Friday, November 16, 2012 at 10:32 a.m.
Nine Steps by Binod Shrestha
Binod Shrestha's "Remnants & Rumination," now on view in the MAEP Galleries at the Minneapolis Institute of Arts, is a harrowing, heart-stopping reflection on violence and the aftermath of war. Shrestha witnessed first hand the Nepalese Civil War as the monarchy was overthrown and a People's Republic was established. He came to the United States in 2002, and recently completed a research project that involved returning to Nepal and conducting interviews with survivors. The work displayed in the show is violent, symbolic, and a passionate expression of the trauma incurred by the people who experience a country at war.
My Stories are Your Stories by Binod Shrestha
At the center of the gallery room is Portrait of Yudishtir, an installation composed of four house-like structures made of wood covered in deep-red fabric. The pieces stand on plaster replications of human hands (which are modeled from the artist's own hands) on a bed of cedar mulch. The insides of two of these rectangular structures with triangular rooftops, are lined with plaster human thumbs.
A third structure houses two plaster human heads, one looking upward and another looking downward, attached by an overly long tongue. The fourth structure contains a mass of tubing. A possible interpretation of the installation could be that the eventual institutional and governmental structure of Nepal -- or any power that takes control -- is built on the bodies and death of those who were killed in the power struggle.
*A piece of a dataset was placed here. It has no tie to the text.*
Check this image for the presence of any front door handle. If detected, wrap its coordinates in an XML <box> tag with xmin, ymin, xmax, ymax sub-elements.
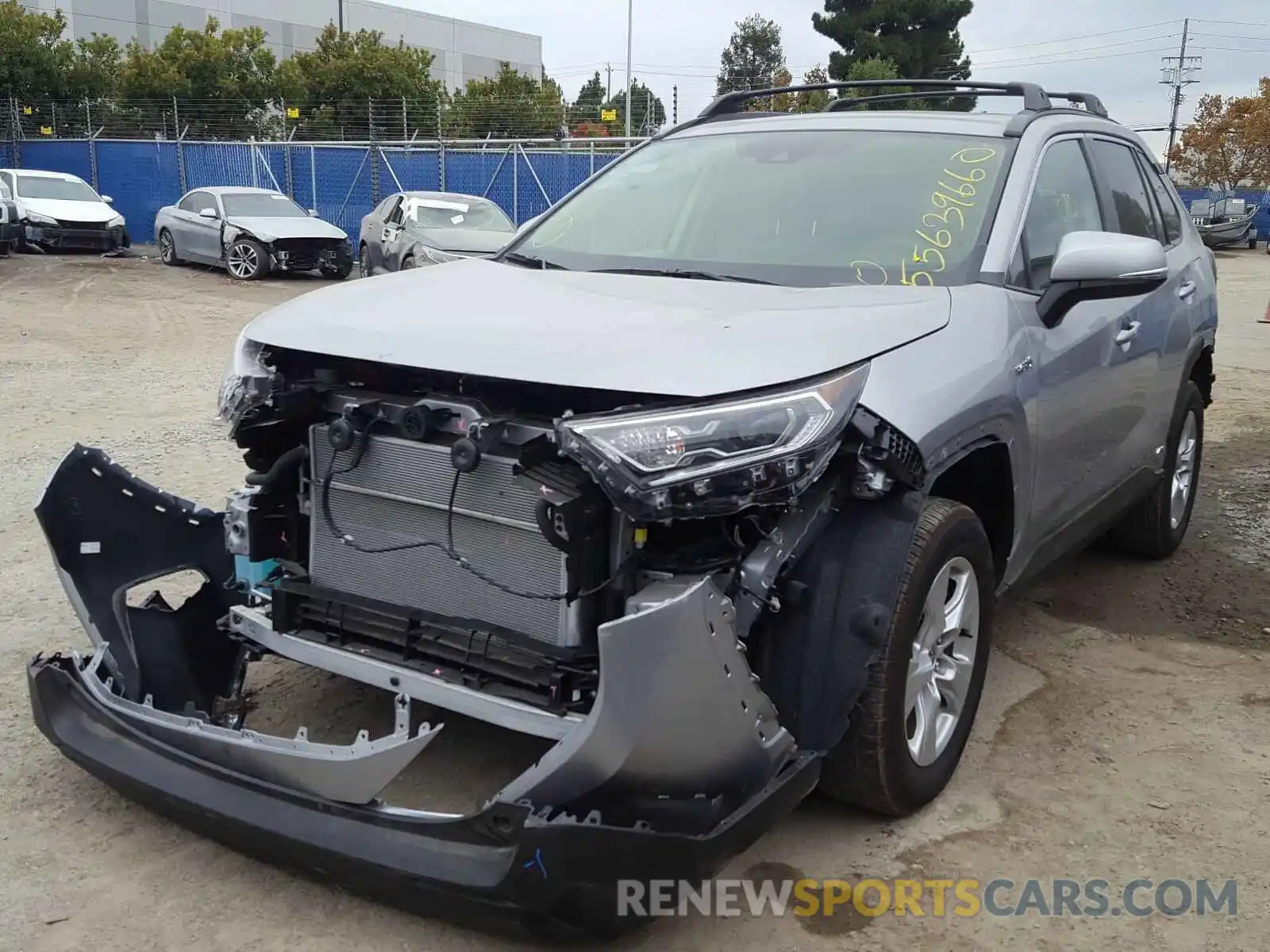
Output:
<box><xmin>1115</xmin><ymin>321</ymin><xmax>1141</xmax><ymax>347</ymax></box>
The double-headed tongue image could suggest the restriction on free speech on which such a power infringes.
Portrait for Yudishtir by Binod Shrestha
Sanctum: Home similarly contains a house structure, this time black, and carries inside of it an accumulation of threads that look like human hair. They're almost hidden, suggesting the individuality and culture that survives no matter the circumstances.
The installation Nine Steps consists of a great many earthenware pots that have been smashed and contorted. They sit together on a bed of salt, providing another symbolic statement of the destruction and decay -- not just of people, but of culture -- that war leaves behind.
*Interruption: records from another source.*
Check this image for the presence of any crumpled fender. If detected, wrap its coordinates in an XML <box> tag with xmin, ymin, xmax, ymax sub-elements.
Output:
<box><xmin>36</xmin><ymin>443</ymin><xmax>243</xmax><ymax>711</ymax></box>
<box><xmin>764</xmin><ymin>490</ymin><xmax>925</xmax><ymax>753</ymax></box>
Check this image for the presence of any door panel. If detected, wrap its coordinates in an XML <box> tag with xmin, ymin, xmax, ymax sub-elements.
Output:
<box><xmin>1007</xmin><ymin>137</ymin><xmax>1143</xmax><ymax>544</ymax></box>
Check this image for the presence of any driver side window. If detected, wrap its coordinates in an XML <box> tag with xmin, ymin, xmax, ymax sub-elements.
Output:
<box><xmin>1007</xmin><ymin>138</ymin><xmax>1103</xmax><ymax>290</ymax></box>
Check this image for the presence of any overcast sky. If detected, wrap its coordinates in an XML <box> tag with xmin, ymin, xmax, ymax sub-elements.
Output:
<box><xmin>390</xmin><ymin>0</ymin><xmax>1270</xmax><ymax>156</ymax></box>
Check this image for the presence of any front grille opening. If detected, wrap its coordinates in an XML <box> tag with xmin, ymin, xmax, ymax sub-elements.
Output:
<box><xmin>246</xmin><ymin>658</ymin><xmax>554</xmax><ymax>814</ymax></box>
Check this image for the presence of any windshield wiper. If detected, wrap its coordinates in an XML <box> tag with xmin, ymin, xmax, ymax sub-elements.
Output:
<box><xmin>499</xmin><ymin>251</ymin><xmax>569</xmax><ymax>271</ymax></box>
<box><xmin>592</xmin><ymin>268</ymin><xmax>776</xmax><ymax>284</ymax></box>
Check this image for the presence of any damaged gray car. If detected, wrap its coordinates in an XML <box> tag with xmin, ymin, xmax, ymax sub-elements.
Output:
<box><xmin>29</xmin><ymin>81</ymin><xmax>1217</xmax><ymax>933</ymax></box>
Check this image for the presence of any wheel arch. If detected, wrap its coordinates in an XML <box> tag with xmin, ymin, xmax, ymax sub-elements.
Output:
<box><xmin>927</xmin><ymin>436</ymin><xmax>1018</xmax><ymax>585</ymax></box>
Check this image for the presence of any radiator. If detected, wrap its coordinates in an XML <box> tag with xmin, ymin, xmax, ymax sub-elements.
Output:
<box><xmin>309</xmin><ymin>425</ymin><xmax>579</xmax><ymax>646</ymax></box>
Detail from My Stories are Your Stories by Binod Shrestha
The most powerful piece in the exhibition is My Stories are Your Stories, where five plaster heads, each positioned upside down with open mouths, are lined up in a row. Each one plays a video, viewed through the mouth. While it's unfortunate that no subtitles were provided for the interviews with Nepalese citizens, their voices and emotions, seen through the artwork, have a gravity on their own.
Shrestha's "Remnants & Rumination"
is really quite a shocking and emotional series of artworks to experience. It provides an opportunity to find out a little about Nepal's recent history, and makes a powerful statement about the ramifications of war and violence. It runs through December 30, 2012 at the MIA.